We all know that markets fear uncertainty and the global economic impact and the threat of recession is an unknown. However, what is becoming clearer is that we are beginning to witness a sustained and coordinated response from governments and central banks, such as the Bank of England and the Federal Reserve in the US, with fiscal packages and a cut in interest rates. We anticipate that this will support markets to help create a levelling out.
Whilst this current situation is undoubtedly worrying over the short term, I continue to believe in investing for the long-term and the prospects of your portfolio. As an advice firm we would urge caution and restraint in these volatile conditions and do not recommend any change to the investment strategy that we previously agreed, in light of recent events. You are investing in line with your risk profile and time horizon and, as such, we would recommend that you remain invested in accordance with this, rather than to sell out, realising losses.
The question as to whether to buy into the equity market comes down to the question “have we reached the floor for values?” Some clients will be happy now to start to add equity exposure.

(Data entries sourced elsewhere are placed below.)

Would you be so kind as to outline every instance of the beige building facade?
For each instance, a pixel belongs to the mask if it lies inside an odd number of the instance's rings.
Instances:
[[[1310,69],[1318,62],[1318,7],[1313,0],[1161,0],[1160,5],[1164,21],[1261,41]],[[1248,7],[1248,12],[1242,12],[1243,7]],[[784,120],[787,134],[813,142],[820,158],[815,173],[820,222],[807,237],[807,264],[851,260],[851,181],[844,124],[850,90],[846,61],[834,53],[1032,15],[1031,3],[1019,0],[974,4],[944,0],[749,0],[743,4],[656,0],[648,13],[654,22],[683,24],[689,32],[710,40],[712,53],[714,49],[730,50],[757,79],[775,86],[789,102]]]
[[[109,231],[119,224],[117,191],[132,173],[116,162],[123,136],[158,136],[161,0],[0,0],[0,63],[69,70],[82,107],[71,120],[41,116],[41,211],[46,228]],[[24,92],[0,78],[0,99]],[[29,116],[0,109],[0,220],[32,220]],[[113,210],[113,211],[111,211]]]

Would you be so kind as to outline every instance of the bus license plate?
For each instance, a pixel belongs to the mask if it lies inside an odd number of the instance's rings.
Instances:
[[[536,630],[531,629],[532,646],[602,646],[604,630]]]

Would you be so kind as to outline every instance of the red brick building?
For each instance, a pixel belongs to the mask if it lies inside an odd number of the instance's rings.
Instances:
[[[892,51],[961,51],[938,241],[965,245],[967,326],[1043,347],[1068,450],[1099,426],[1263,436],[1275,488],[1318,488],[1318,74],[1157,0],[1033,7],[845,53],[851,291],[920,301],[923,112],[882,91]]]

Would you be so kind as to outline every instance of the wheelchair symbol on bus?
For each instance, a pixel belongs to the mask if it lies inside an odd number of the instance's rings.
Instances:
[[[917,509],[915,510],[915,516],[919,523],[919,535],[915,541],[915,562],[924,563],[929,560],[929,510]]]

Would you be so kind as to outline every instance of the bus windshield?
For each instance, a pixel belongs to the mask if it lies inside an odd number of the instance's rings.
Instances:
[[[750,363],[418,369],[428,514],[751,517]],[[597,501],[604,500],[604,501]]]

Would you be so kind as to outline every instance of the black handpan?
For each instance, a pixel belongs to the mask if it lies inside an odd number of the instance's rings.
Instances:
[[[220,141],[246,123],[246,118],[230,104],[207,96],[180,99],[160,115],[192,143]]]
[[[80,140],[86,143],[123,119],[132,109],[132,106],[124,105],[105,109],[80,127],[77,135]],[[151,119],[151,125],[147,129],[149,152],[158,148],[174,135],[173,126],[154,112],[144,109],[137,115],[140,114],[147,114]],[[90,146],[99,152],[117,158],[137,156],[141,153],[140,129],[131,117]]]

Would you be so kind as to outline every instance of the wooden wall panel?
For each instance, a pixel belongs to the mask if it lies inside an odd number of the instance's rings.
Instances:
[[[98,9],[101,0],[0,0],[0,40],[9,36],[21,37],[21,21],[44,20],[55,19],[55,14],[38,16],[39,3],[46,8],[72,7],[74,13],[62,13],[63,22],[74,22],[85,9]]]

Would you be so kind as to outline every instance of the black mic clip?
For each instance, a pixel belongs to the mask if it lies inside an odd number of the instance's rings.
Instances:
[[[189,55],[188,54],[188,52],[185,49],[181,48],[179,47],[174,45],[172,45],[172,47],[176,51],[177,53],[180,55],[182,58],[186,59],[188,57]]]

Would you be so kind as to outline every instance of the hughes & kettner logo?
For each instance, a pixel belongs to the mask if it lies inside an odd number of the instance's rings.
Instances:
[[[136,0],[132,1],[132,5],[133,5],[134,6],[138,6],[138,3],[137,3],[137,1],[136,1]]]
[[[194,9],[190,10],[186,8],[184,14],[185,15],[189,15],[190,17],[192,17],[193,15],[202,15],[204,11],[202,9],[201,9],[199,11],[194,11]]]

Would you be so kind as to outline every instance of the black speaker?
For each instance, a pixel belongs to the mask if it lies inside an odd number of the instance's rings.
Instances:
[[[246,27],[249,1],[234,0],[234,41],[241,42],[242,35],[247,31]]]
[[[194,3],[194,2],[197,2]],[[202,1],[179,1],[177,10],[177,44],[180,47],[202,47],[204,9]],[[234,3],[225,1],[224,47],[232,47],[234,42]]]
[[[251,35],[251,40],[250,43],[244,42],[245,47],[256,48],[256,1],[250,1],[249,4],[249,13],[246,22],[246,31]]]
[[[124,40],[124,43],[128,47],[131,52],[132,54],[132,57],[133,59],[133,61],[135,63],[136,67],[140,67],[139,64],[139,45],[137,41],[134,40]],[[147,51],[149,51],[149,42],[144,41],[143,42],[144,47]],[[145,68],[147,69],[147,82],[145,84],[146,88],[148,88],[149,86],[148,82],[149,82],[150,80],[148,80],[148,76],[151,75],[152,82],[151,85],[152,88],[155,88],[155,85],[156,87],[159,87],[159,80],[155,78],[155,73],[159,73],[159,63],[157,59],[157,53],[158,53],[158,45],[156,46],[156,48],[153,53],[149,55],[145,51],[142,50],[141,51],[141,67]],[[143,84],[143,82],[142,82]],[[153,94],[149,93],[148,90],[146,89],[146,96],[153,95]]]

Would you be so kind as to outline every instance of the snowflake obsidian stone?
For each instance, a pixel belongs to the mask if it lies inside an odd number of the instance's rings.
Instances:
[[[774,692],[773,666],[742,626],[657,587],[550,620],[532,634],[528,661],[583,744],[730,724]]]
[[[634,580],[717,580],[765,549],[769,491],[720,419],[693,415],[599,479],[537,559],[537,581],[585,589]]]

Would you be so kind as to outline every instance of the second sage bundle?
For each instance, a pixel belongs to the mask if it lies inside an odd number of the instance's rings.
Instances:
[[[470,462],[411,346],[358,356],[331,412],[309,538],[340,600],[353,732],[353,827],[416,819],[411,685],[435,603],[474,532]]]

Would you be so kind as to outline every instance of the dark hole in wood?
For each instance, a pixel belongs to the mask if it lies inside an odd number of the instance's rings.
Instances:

For now the experts are not 100% convinced that this point has been reached. However, Equities are looking good value and starting to lean towards a value asset over the coming days, weeks and months, might mean more risk and volatility but will also ultimately give more growth potential on the recovery.
We will be looking at all client’s portfolios over the next few weeks and making suggestions on asset allocation options where appropriate to risk, capacity for loss and time horizons. For now we advise that we all trust the investment fund and portfolio managers to take reasonable steps on our behalf
A reminder of the risks
We will always do our best to meet your expectations when we are investing your money, but please remember the value of an investment can go down as well as up and time in the market will help smooth out returns.